I ate my weight in shellfish and ceremoniously downed my share of raw oysters at Uncle Bubba's.
Where else but at the beach would anyone feel perfectly comfortable eating something that looks like this?

It was tough to leave, but I take solace in knowing the only way to sustain that type of life would be to constantly deal with Hurricanes, Tourists, Sand Gnats (not the baseball team), D-Bag Spring Breakers, and the lack of a decent BBQ restaurant. Also, the wife and I noticed there never seems to be a shortage of glassy-eyed, sun-burned, rednecks (redundant?) drunkenly swearing up a storm and hollering at the women they rode in on. I'm used to this in the Gulf, but I expected a little less around the mistake.
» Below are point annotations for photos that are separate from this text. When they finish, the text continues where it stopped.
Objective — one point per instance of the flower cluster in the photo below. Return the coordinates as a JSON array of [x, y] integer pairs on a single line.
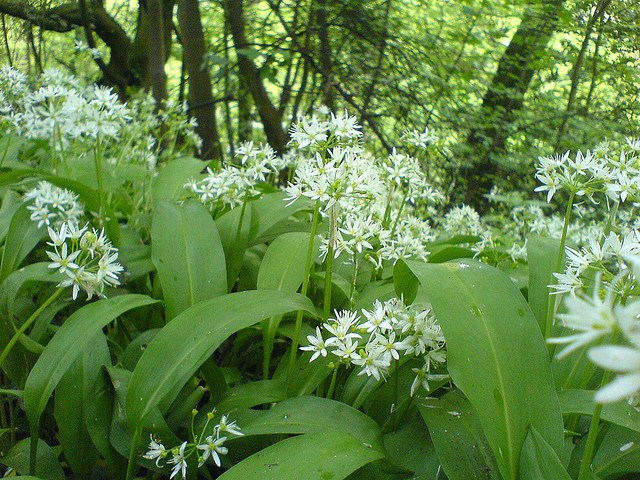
[[203, 445], [371, 204], [596, 318], [86, 257], [53, 206], [603, 253], [233, 184], [613, 172], [389, 330]]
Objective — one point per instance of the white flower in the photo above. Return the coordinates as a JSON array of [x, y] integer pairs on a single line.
[[317, 345], [625, 360], [156, 451], [179, 461], [213, 447], [593, 317]]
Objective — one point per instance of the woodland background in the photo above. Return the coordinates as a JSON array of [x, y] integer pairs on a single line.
[[497, 82]]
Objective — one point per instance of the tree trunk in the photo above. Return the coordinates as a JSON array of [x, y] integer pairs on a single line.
[[201, 104], [503, 99], [249, 73]]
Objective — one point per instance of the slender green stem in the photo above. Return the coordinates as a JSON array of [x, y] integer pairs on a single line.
[[97, 159], [334, 376], [23, 328], [6, 150], [552, 299], [304, 288], [131, 466], [328, 282], [354, 280], [395, 222], [587, 456], [612, 217]]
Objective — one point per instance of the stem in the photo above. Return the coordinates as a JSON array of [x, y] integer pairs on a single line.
[[97, 159], [327, 282], [6, 150], [589, 448], [354, 280], [551, 303], [304, 288], [612, 216], [27, 324], [131, 465], [332, 385]]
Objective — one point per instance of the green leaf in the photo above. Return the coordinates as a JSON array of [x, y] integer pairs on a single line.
[[249, 395], [68, 344], [268, 212], [581, 402], [315, 456], [458, 438], [309, 415], [541, 255], [186, 342], [22, 237], [169, 183], [618, 454], [538, 461], [282, 268], [47, 467], [70, 401], [410, 446], [496, 354], [188, 255], [235, 240], [99, 414]]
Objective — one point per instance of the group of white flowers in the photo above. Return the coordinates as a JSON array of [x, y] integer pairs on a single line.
[[203, 445], [86, 257], [376, 340]]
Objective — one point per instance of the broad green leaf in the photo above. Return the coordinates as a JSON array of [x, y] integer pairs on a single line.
[[68, 344], [541, 255], [22, 237], [252, 394], [308, 415], [306, 375], [410, 446], [322, 455], [282, 268], [187, 253], [496, 354], [99, 414], [70, 401], [581, 402], [538, 461], [618, 454], [458, 438], [47, 466], [270, 210], [234, 227], [170, 181], [183, 345]]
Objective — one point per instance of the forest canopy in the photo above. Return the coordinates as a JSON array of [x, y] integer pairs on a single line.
[[497, 83]]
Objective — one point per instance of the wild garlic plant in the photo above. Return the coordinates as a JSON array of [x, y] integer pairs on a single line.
[[52, 206], [377, 339], [208, 444]]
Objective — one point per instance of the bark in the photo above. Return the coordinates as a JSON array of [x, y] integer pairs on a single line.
[[250, 75], [325, 54], [597, 15], [201, 103], [503, 99]]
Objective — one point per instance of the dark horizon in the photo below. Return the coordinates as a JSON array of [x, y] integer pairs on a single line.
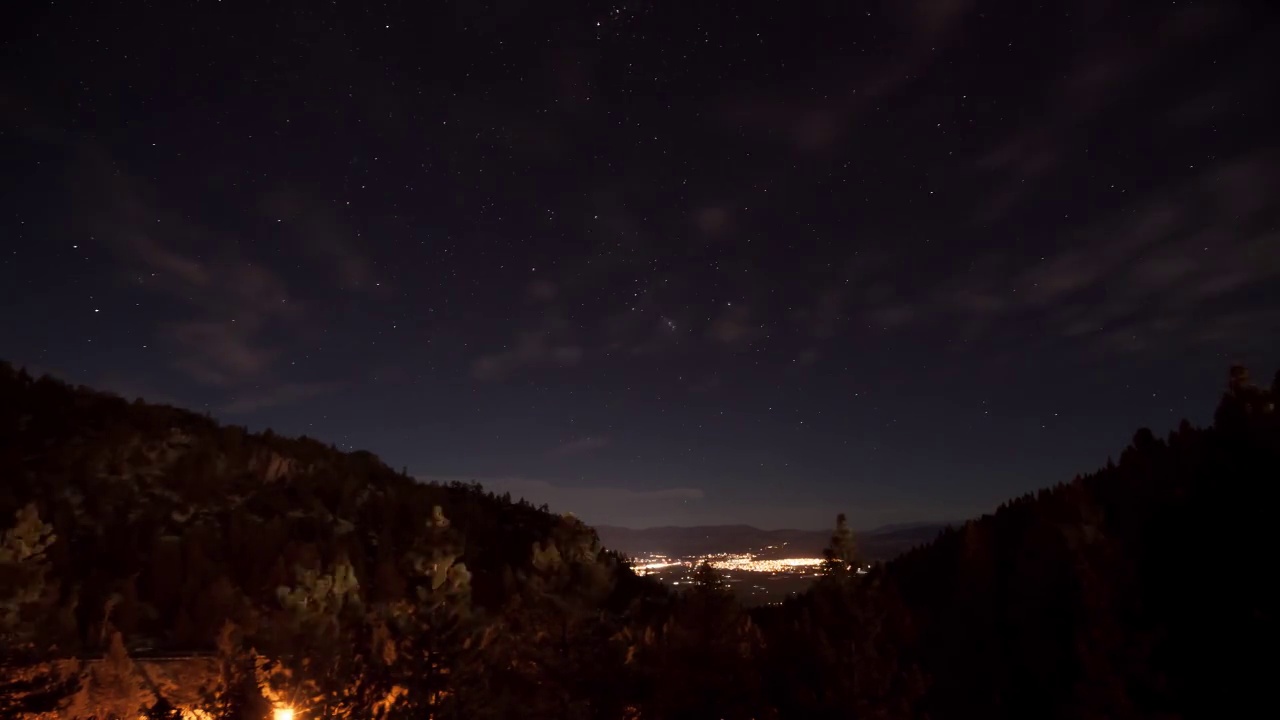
[[656, 263]]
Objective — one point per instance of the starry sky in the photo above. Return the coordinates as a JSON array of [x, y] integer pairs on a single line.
[[654, 263]]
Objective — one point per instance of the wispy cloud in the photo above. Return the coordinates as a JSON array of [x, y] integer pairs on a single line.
[[539, 346], [319, 232], [288, 393], [579, 446], [233, 317]]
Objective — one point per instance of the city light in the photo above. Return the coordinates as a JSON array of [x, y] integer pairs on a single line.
[[743, 563]]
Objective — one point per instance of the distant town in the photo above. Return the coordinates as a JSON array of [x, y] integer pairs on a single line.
[[757, 578]]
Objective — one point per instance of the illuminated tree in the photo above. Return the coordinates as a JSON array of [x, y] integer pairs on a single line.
[[31, 680], [841, 555]]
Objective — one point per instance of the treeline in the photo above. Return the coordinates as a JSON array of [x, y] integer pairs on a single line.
[[329, 583]]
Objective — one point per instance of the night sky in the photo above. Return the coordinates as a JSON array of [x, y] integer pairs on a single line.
[[654, 261]]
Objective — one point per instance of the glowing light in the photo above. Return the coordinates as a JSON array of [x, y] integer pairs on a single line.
[[725, 561]]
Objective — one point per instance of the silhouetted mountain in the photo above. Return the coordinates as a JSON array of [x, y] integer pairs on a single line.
[[876, 545], [1136, 591], [328, 582]]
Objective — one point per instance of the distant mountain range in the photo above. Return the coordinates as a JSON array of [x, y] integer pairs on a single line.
[[880, 543]]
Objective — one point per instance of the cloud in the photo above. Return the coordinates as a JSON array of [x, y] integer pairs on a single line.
[[531, 347], [1162, 272], [712, 220], [231, 317], [287, 393], [543, 290], [734, 327], [579, 446], [319, 232]]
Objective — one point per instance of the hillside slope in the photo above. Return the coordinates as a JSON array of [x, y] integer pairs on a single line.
[[172, 524], [1137, 591]]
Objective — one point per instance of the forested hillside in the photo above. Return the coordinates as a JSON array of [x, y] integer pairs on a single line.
[[327, 582]]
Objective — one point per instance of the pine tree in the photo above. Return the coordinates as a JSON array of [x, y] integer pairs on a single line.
[[841, 556]]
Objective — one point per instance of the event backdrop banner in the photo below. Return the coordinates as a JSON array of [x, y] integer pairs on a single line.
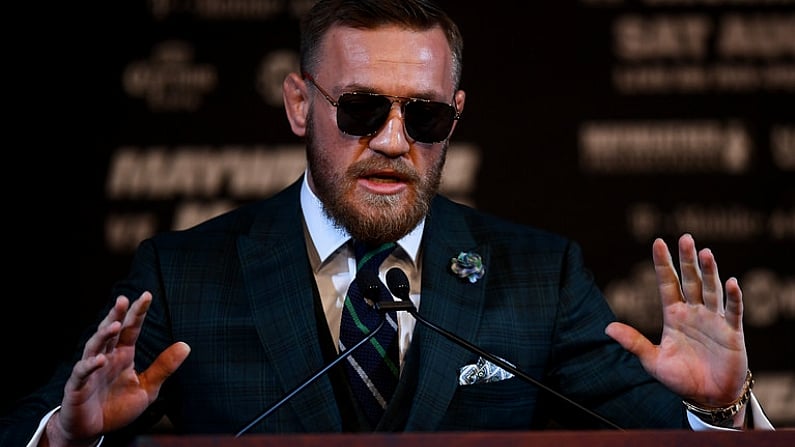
[[612, 122]]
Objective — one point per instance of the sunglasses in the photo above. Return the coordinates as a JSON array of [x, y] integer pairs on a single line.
[[361, 114]]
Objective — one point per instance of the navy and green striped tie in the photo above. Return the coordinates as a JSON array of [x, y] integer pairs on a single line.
[[373, 369]]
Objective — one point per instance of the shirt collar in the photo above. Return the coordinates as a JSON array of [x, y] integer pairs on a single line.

Back to work and the daily grind, lots to catch-up with so light posting this week...but seriously would you expect anything else?!? It's May for Pete's sake!

Tuesday, May 5, 2009

Working in Milledgeville....SYKE!!!1

Alright so I'm halfway to Milledelphia and I get a call that all hell is breaking lose in South Caroline. Luckily that ain't my territory but I gotta go back to the office to cover that guys tail while he's gone. Long story short, I'll be in Milledgeville tomorrow and at the moment I've got 3 places I've gotta eat at for lunch. Thank you, readers!

On the Road

I'm about to head out for the day. I'm running a project in Milledgeville and it's a good 2 hour drive away. Anyone familiar with the area I would definitely love a good lunch suggestion. I love BBQ, hotdogs, and hamburgers so let me hear it!

Monday, May 4, 2009

Mine That Bird

When I was running a project in Kentucky, a local guy I was working with informed me of the following statement:

"In Kentucky, when people work their whole lives to earn enough money to retire, they quit their job and take up horse breeding so they can lose it all and get back to work."

I don't know why I find that so humorous, but as the lights fade on another year of the Kentucky Derby you know someone in the Bluegrass State saw the 50:1 horse blow out the competition and is ready to lose all their liquid assets.